Het boek, dat drie jaar geleden verscheen, trok
de aandacht van scenarioschrijfster Jenji Kohan, die meeschreef aan Mad About
You en Sex and the City tot ze haar eigen series ging maken. Zoals het
succesvolle Weeds, over een financieel aan de grond geraakte, alleenstaande,
hasjdealende moeder. In Orange is the New Black zag Kohan net zo’n onorthodox en
uitdagend onderwerp, met als gemene deler hoe buitengewone omstandigheden ons
uitdagen en op scherp zetten. Zo ontstaat een emotionele hogedrukpan, waar Kohan
vervolgens een vergrootglas op zet.
Verkeerde been
Ze wist wel raad met het boek van Kerman. Om te beginnen zag ze in dat ze aan
Piper een uitstekende verteller had: door haar ogen, iemand die dicht bij ons
staat en met wie we ons makkelijk identificeren, komen we de gevangenis binnen
en leren we de andere gevangenen kennen, die dan nog anoniem zijn in hun oranje
kloffie. En natuurlijk scheren we ze net als Piper gemakshalve over één kam: ze
zullen wel gevaarlijk en onberekenbaar zijn. Ze zullen het er wel naar hebben
gemaakt. En zo zet Jenji Kohan je op het verkeerde been. Want niks is wat het
lijkt, in Orange is the New Black.
Gaandeweg komen we in flashbacks
steeds meer te weten over de achtergrond van Crazy Eyes, Red, Pennsatucky en de
anderen, en duiken uit die oranje uniformen mensen op van vlees en bloed, die
vaak om even toevallige redenen in de gevangenis zijn beland als onze Piper.
Bijvoorbeeld omdat hun vriendje thuis de keuken gebruikte om te dealen, en zij
te bang waren voor zijn harde handen om er iets van te zeggen.
Spiegel
Terwijl de anonieme gevangenen van het begin reliëf
krijgen en je begrip en sympathie voor hen toeneemt, gebeurt bij Piper precies
het tegenovergestelde. Van haar perfecte buitenkantje vallen steeds meer
scherven af. Tot ze aan het slot van het eerste seizoen iets doet waarmee het
verschil tussen haar en de andere gevangen definitief wegvalt, wat het hele
verhaal een geweldige zwieper geeft.
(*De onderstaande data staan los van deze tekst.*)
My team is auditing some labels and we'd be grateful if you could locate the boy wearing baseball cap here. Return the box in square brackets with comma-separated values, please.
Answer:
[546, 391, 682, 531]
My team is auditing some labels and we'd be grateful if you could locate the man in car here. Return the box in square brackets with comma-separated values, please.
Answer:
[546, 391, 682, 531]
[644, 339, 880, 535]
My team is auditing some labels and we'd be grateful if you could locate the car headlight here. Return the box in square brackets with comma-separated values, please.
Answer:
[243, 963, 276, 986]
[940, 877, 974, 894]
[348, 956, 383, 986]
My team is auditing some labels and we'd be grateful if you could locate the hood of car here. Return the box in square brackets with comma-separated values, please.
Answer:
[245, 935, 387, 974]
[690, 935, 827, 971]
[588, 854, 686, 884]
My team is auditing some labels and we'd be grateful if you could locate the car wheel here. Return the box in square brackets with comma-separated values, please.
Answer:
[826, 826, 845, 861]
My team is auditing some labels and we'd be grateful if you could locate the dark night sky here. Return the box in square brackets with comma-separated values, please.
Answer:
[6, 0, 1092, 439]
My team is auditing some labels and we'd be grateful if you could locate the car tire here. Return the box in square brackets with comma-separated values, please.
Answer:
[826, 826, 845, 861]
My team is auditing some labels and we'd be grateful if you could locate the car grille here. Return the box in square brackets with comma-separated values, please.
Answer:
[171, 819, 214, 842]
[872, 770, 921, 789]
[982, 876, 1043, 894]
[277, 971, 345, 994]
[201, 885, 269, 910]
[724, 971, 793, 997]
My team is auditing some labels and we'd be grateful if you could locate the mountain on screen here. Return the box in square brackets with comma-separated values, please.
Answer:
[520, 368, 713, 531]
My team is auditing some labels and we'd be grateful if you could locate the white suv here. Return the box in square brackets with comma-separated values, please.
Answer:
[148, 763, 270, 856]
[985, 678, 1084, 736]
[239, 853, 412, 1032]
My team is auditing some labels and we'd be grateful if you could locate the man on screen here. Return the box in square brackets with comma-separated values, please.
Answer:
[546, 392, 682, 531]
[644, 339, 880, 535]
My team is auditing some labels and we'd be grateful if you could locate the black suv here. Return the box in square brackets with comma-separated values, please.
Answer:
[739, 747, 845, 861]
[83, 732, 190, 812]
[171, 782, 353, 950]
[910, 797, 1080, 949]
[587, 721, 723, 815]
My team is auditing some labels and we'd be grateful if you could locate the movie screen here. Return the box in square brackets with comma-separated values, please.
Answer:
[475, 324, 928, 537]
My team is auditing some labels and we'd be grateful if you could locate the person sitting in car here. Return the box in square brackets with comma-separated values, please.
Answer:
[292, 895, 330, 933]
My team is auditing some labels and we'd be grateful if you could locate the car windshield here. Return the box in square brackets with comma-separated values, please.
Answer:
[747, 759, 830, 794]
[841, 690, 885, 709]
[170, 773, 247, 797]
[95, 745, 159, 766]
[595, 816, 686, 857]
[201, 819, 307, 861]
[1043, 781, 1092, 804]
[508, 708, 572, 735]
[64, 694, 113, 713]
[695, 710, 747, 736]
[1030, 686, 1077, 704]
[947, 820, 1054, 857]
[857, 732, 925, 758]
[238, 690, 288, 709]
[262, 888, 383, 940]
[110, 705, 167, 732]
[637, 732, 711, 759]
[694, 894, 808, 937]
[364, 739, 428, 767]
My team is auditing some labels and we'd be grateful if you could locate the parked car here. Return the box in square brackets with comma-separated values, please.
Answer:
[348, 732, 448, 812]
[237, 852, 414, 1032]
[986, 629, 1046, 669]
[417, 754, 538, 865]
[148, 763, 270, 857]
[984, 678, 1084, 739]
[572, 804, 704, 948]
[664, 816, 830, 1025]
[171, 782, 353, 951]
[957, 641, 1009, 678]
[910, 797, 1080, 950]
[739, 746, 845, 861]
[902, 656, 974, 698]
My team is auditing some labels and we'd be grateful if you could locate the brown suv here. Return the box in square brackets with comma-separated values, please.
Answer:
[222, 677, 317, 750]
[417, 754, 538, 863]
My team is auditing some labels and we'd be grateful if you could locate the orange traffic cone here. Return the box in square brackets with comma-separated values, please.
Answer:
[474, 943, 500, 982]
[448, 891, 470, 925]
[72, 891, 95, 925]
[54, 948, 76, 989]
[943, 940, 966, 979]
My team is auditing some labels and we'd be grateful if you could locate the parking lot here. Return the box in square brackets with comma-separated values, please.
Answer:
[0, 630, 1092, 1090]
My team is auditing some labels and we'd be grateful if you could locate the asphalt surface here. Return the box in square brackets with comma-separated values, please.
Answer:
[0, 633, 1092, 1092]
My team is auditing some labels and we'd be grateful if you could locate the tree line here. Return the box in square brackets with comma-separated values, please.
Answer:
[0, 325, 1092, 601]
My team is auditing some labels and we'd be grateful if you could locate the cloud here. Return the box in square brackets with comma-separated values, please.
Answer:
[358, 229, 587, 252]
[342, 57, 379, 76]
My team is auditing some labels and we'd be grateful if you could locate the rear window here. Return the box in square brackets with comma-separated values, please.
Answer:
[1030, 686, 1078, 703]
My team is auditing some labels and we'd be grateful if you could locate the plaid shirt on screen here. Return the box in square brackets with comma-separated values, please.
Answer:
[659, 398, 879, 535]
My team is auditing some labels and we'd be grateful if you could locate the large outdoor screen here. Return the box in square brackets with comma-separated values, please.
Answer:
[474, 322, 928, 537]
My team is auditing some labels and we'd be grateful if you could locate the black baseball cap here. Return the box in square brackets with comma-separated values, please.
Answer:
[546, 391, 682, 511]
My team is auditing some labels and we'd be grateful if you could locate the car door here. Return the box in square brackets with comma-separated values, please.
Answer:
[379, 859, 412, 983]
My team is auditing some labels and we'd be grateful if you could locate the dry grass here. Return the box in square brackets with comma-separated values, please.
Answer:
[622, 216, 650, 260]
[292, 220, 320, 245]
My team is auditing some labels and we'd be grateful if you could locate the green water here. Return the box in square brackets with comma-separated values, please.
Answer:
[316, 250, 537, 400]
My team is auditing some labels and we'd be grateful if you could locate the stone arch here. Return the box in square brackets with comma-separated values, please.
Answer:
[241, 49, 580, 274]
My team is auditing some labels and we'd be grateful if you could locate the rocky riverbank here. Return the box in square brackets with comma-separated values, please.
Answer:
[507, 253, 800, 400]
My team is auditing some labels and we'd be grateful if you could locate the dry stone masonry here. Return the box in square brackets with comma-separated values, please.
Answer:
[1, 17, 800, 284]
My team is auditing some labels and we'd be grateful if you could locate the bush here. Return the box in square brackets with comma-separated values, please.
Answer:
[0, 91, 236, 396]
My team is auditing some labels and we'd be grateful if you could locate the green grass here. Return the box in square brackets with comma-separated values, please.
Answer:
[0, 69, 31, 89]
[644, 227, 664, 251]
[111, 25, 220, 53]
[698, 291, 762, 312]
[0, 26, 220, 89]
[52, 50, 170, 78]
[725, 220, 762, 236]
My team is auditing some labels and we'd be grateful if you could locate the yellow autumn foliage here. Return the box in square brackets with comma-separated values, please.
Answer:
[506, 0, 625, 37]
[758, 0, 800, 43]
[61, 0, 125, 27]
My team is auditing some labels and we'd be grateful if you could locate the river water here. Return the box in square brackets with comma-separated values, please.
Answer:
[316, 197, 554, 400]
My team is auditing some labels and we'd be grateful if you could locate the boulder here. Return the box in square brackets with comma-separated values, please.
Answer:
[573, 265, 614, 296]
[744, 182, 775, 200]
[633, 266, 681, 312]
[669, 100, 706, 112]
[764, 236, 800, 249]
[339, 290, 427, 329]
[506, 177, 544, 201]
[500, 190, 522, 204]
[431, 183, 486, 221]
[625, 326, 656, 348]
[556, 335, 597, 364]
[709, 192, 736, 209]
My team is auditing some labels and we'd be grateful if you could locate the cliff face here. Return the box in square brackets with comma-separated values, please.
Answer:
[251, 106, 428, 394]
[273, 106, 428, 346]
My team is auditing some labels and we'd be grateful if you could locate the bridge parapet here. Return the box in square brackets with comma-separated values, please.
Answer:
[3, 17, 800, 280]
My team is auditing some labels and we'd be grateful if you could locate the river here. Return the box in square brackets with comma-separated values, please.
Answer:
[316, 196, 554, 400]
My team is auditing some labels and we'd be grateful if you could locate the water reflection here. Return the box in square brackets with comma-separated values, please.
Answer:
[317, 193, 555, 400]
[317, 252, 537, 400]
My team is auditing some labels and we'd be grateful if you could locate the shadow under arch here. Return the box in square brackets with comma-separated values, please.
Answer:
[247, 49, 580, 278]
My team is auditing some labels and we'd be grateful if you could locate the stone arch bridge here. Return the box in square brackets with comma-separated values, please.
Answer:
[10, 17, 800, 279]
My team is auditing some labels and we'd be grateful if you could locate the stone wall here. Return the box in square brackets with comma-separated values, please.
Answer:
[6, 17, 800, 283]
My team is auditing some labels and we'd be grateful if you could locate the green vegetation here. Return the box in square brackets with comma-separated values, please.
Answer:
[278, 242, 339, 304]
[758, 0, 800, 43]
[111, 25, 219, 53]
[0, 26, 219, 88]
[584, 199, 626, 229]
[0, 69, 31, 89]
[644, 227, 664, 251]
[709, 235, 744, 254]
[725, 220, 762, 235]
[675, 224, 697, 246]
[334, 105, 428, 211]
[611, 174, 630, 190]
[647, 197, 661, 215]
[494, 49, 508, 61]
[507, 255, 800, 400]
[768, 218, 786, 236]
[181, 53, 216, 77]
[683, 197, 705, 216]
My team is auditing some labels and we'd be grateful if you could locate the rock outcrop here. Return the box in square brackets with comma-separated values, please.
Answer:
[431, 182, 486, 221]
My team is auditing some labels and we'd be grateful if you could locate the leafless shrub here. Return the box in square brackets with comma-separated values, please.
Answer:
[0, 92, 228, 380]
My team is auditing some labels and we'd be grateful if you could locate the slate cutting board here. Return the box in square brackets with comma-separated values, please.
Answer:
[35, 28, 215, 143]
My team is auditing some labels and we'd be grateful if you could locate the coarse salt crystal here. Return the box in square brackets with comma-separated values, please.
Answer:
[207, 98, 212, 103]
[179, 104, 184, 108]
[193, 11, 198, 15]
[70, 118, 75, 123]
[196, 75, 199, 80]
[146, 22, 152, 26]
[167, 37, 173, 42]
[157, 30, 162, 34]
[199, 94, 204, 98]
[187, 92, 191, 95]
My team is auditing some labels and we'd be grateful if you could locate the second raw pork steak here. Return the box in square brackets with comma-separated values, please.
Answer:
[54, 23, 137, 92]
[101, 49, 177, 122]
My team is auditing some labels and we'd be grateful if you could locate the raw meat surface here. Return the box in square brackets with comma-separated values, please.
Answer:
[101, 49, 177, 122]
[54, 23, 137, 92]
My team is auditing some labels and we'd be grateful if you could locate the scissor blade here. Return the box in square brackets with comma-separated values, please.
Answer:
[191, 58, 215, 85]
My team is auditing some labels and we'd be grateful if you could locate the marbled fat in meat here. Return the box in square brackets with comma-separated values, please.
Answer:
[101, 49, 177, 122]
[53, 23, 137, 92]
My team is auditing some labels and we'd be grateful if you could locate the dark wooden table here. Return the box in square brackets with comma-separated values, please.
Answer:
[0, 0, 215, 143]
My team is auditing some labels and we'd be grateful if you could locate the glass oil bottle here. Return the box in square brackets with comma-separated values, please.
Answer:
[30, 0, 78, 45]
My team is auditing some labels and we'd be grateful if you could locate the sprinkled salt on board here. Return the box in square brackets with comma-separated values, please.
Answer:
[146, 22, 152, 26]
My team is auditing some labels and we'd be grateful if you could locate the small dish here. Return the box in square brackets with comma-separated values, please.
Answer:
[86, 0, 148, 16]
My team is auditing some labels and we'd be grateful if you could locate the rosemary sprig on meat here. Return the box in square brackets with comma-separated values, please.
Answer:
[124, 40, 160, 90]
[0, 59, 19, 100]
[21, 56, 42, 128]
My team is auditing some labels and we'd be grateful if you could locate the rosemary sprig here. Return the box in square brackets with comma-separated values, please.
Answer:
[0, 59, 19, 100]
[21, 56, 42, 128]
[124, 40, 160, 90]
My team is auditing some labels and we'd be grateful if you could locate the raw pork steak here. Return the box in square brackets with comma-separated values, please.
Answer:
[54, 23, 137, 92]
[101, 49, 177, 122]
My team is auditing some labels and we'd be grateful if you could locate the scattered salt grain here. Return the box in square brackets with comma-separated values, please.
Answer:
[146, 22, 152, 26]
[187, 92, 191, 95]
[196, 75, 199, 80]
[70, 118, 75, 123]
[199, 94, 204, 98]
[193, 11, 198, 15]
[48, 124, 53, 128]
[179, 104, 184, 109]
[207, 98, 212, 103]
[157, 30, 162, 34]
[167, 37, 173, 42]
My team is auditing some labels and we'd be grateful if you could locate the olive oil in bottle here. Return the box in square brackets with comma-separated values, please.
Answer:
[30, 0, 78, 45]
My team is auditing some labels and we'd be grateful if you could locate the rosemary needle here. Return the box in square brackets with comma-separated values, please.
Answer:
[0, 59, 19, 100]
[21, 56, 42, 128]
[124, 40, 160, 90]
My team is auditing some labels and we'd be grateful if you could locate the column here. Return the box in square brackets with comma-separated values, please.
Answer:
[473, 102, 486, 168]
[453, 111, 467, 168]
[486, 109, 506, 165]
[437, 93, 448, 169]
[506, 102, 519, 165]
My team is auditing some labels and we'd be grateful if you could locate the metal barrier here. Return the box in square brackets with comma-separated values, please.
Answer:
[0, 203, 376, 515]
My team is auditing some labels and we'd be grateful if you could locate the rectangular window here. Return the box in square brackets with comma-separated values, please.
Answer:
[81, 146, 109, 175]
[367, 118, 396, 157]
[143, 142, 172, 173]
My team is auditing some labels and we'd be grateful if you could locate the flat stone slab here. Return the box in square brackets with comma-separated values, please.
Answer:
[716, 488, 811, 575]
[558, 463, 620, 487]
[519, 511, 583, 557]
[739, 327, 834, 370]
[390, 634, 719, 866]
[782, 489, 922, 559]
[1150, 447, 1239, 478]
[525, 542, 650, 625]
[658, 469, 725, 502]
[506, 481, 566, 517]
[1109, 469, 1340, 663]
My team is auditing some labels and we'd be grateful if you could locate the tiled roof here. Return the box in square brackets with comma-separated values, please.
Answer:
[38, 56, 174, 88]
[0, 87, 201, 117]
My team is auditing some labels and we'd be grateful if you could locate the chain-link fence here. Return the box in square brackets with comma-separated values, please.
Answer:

Een geniale zet.
Het
gevangenisleven is tamelijk realistisch, volgens een artikel in The Guardian
geschreven door Heather Long, die drie jaar als vrijwilliger in een Amerikaanse
gevangenis werkte. De seks, de relaties, al dan niet ter bescherming tegen
verkrachting en geweld, het voortdurende elkaar uittesten en de psychologische
oorlogsvoering: zo gaat dat, zegt Long. Niet onbelangrijk voor de
geloofwaardigheid.
Maar de grootste kwaliteit van Orange is the New Black
is dat het op een hele slimme manier speelt met onze vooroordelen. We wisten
misschien niet eens dat we ze hadden, maar Kohan wrijft ze onder onze neus en
houdt ons een spiegel voor. Als de schillen van een ui pelt de schrijver de
personages af tot we bij de kern komen en we zien wie ze echt zijn. Wie deugt en
wie niet, wie karakter toont en wie niet blijkt veel minder een kwestie van
afkomst en achtergrond dan je denkt. Dat is heel knap gedaan. Dan kan House of
Cards, om daar nog even op terug te komen, een aantrekkelijker decor hebben, en
een inderdaad bloedstrak gecomponeerd, cynisch verhaal vertellen over macht,
Orange is the New Black heeft meer hart. Daarmee is het zo niet de betere, dan
toch de meest sympathieke van de twee.